– Вот и сама судьба говорит мне, что это плохая идея… Но что я могу с этим поделать?
Он подошел к телефону и набрал номер.
– Готовьте охрану и выводите заключенных, – распорядился Джек и бросил трубку. Надел куртку и в волнении покинул офис, зная, что у него нет выбора, он просто подчинился приказу.
04
Пока Дрейк ждал у лифта, пока Фридман соизволит явится, он почему-то задумался о тех временах, когда Сэлмена еще звали Карлом, а щетина на их щеках еще не так быстро росла. Его сильно задели слова Джека, заставив его заглянуть в тот уголок памяти, который он всеми силами пытался избегать. Но воспоминания нахлынули на него…
Сэлмен, тогда еще известный всем как Карл, наблюдал, как обгоревшие вражеские солдаты корчились от боли и визжали, наверняка умоляя своих богов о быстрой смерти на чуждом ему восточном языке. Обугленные тела погибших почему-то напоминали Карлу картошку. Ту самую, что отец обожал готовить под оставшимися от костра углями. Он многому научил сына, но после смерти отца никто не мог остановить Карла из патриотических чувств вступить в пехотинцы и защищать святую землю от сил тьмы, как ему говорили. После всех ужасов войны, что он повидал, эта пропитанная кровью земля уже не казалась ему столь святой, а смерть отца не казалась столь страшной вестью. Да и любая смерть превратилась в рутину, ведь неизвестно, кого из друзей сегодня придется загружать в бронетранспортер, перевозивший трупы. Было бы великим везением, если бы на самом деле оставалось от них что-то, что можно похоронить. Однажды после боя нашли просто ногу в ботинке и записали номер вшитого в нем жетона.
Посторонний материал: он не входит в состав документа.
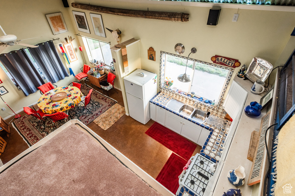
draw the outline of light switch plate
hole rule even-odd
[[[233,22],[237,22],[238,20],[238,17],[239,17],[239,14],[234,14],[234,17],[232,18]]]

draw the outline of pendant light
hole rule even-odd
[[[189,75],[186,74],[186,68],[187,67],[187,62],[189,61],[189,55],[192,53],[195,53],[197,51],[197,49],[195,48],[193,48],[191,50],[191,51],[187,57],[187,59],[186,60],[186,66],[185,67],[185,72],[184,74],[181,74],[178,76],[177,79],[181,82],[189,82],[191,81],[191,77]]]

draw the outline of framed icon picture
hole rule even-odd
[[[6,88],[4,88],[4,86],[2,86],[0,87],[0,95],[3,95],[8,92],[8,91],[6,90]]]
[[[69,60],[70,63],[78,60],[72,42],[63,44],[63,47],[65,50],[65,52],[69,56]]]
[[[74,15],[74,19],[78,28],[78,31],[90,34],[90,31],[89,30],[85,13],[75,11],[72,11],[72,12]]]
[[[45,15],[53,35],[68,32],[67,26],[61,12]]]
[[[106,37],[106,33],[104,32],[104,27],[102,23],[102,19],[100,14],[90,14],[90,18],[92,23],[93,29],[95,35],[104,37]]]

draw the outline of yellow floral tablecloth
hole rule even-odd
[[[51,98],[59,92],[65,92],[68,95],[63,99],[53,101]],[[43,112],[53,114],[63,112],[73,108],[81,101],[83,94],[79,88],[75,86],[61,86],[50,90],[43,94],[39,99],[37,104]]]

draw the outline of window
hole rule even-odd
[[[191,77],[189,82],[180,82],[177,77],[184,73],[186,57],[161,52],[162,76],[173,82],[172,87],[187,92],[195,92],[196,96],[218,103],[223,98],[234,69],[230,68],[192,59],[188,61],[186,74]],[[166,79],[160,80],[163,82]]]
[[[110,45],[108,43],[87,38],[82,37],[90,59],[102,61],[109,66],[113,61]]]

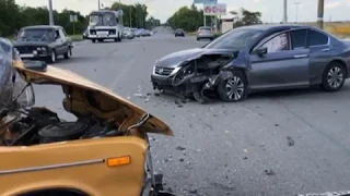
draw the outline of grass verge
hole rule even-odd
[[[72,41],[82,41],[82,40],[84,40],[82,35],[70,35],[69,37],[72,39]]]

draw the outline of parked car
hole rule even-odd
[[[149,29],[143,29],[143,32],[141,33],[141,36],[142,37],[150,37],[151,36],[151,33]]]
[[[20,29],[14,47],[22,59],[39,59],[55,63],[59,56],[69,59],[73,42],[61,26],[26,26]]]
[[[83,33],[83,39],[88,39],[88,28],[84,30],[84,33]]]
[[[129,28],[129,27],[124,27],[122,37],[124,37],[124,38],[127,38],[127,39],[133,39],[133,38],[135,38],[135,35],[133,35],[131,28]]]
[[[249,93],[319,85],[339,90],[349,77],[349,44],[311,26],[252,25],[234,28],[202,48],[171,53],[155,62],[154,89],[207,101]]]
[[[175,37],[185,37],[185,30],[183,28],[177,28],[175,30]]]
[[[139,28],[139,29],[137,30],[138,37],[142,37],[143,30],[144,30],[144,28]]]
[[[201,26],[197,30],[197,40],[200,39],[214,39],[214,34],[212,32],[212,28],[210,26]]]

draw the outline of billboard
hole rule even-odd
[[[205,4],[203,12],[205,15],[226,15],[226,4]]]
[[[194,0],[195,4],[217,4],[218,0]]]

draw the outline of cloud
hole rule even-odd
[[[325,9],[334,9],[334,8],[338,8],[341,4],[340,1],[337,2],[328,2],[325,4]]]

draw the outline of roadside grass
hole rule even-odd
[[[82,35],[70,35],[69,37],[72,39],[72,41],[82,41],[82,40],[84,40]]]

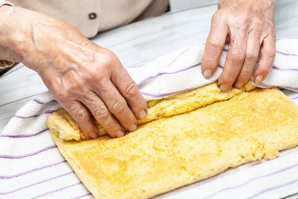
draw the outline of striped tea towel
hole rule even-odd
[[[296,46],[298,39],[277,40],[273,69],[258,86],[280,87],[298,104]],[[226,48],[217,72],[206,80],[200,68],[204,47],[195,45],[127,69],[146,100],[164,98],[217,80]],[[22,107],[5,127],[0,137],[0,199],[92,198],[60,154],[47,127],[48,115],[61,107],[45,93]],[[296,147],[282,152],[274,160],[228,169],[156,198],[279,199],[293,195],[298,193],[298,151]]]

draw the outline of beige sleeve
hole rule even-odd
[[[12,3],[3,0],[0,0],[0,7],[2,5],[7,5],[13,6]],[[3,69],[7,67],[10,67],[13,65],[13,62],[9,62],[5,60],[0,60],[0,69]]]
Жаркое пустынное солнце слепило глаза, за что Карл в этот момент был даже благодарен, и ему не пришлось долго разглядывать кровавый фарш, оставшийся после предыдущего сражения. Настоящая мясорубка, – наверное, так можно назвать этот геноцид.
Неизвестно, сколько уже дней они шли по этим поганым пескам, не меняя одежды и не снимая сапог. Униформа стала второй кожей, а винтовка – сиамским близнецом, с которым приходилось спать в обнимку. Много бойцов погибли от пуль вражеских снайперов. Но он был жив, только душа его пребывала в непонятном состоянии, в смятении. До двадцати лет он успел повидать столько ужаса, сколько другому не увидеть за несколько жизней.